GEW lehnt pauschale Vorgabe von Einsatztagen bei Teilzeit ab!

In einem offenen Brief an alle Grund- und Mittelschulen in der Stadt und im Landkreis Landshut nimmt der GEW-Kreisverband Stellung zu den geplanten festen Einsatztagen bei Teilzeit.

Quelle: Pixabay

Stellungnahme der GEW zu den geplanten Einsatztagen bei Teilzeit

In einer Mail vom 22.1.2024 informierte das Schulamt Landshut die Schulleitungen darüber, wie die Einsatztage bei Teilzeit-Lehrkräften in Zukunft geregelt werden sollen. Eine entsprechende Auflistung von Wochenstunden und daraus resultierenden Einsatztagen sei mit den zuständigen Örtlichen Personalräten abgestimmt. Die Schulleitungen sollten Ihre Kollegien über dieses Vorgehen informieren.

Den GEW-Kreisverband Landshut/Westliches Niederbayern erreichten daraufhin etliche Anrufe von betroffenen Kolleg*innen, die für diese Maßnahme keinerlei Verständnis zeigten und sich dadurch regelrecht „verheizt“ fühlten. Für viele Kolleg*innen hätte die Umsetzung dieser Vorgaben massive Auswirkungen auf die Planung und Organisation ihres Familienalltags bzw. der Betreuung ihrer pflegebedürftigen Angehörigen. Das gehe bei einigen sogar so weit, dass sie ernsthaft überlegten, ob sie ihren Dienst unter diesen Bedingungen überhaupt noch weiterführen könnten.

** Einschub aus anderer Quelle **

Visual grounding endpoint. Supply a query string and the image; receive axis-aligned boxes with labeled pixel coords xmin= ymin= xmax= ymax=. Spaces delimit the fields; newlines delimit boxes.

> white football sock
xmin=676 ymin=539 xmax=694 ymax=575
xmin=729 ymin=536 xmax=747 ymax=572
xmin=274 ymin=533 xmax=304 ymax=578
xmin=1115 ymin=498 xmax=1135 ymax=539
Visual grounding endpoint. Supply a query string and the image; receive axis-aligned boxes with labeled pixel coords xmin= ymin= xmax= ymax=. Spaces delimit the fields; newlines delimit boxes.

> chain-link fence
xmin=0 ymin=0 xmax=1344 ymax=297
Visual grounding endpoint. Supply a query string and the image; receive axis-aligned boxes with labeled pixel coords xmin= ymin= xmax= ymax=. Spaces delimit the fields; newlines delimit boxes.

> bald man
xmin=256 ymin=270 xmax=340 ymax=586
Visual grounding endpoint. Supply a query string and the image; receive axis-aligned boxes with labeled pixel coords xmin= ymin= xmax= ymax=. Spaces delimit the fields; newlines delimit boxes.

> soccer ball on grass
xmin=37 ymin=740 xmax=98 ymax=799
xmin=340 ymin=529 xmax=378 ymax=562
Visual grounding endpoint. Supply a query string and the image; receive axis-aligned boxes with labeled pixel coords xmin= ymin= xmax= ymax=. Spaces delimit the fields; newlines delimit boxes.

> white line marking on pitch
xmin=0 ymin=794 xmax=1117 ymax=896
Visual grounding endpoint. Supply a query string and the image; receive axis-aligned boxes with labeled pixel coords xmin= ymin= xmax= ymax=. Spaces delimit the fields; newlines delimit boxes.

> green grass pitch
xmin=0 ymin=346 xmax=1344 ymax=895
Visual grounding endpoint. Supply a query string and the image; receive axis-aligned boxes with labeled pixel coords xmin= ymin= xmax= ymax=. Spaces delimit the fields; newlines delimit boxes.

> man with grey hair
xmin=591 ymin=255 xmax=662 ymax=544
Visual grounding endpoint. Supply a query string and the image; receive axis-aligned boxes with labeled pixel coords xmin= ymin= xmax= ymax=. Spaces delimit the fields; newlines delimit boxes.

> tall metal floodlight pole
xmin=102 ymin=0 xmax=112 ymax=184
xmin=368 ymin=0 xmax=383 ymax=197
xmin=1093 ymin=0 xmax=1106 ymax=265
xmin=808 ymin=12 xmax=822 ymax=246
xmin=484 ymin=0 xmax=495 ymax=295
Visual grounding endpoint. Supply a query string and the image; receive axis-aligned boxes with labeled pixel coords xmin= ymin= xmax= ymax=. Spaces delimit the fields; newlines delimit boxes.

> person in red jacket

Nachdem die Örtlichen Personalräte aus Stadt und Landkreis das Ansinnen des Schulamts offensichtlich befürworten, hat sich die GEW (die nicht dem ÖPR angehört) dazu entschlossen, eine Stellungnahme zu dieser Thematik zu verfassen, die nicht nur grundsätzliche Fakten zur Teilzeit nennt, sondern auch die Situation der Betroffenen in den Blickwinkel rückt und vielleicht zu einem Umdenken bei den Verantwortlichen führt.

 

Teilzeitarbeit wertschätzen!

Gesetzliche und rechtliche Grundlagen der Teilzeit

Teilzeit ist kein Gnadenakt des Dienstherrn oder des Arbeitgebers, sondern gesetzlich garantierter Anspruch, da Teilzeit zur Wahrnehmung von Erziehungsaufgaben, Pflege Angehöriger, Wahrnehmung eines Ehrenamtes oder aus anderen Gründen gesellschaftlich erwünscht ist.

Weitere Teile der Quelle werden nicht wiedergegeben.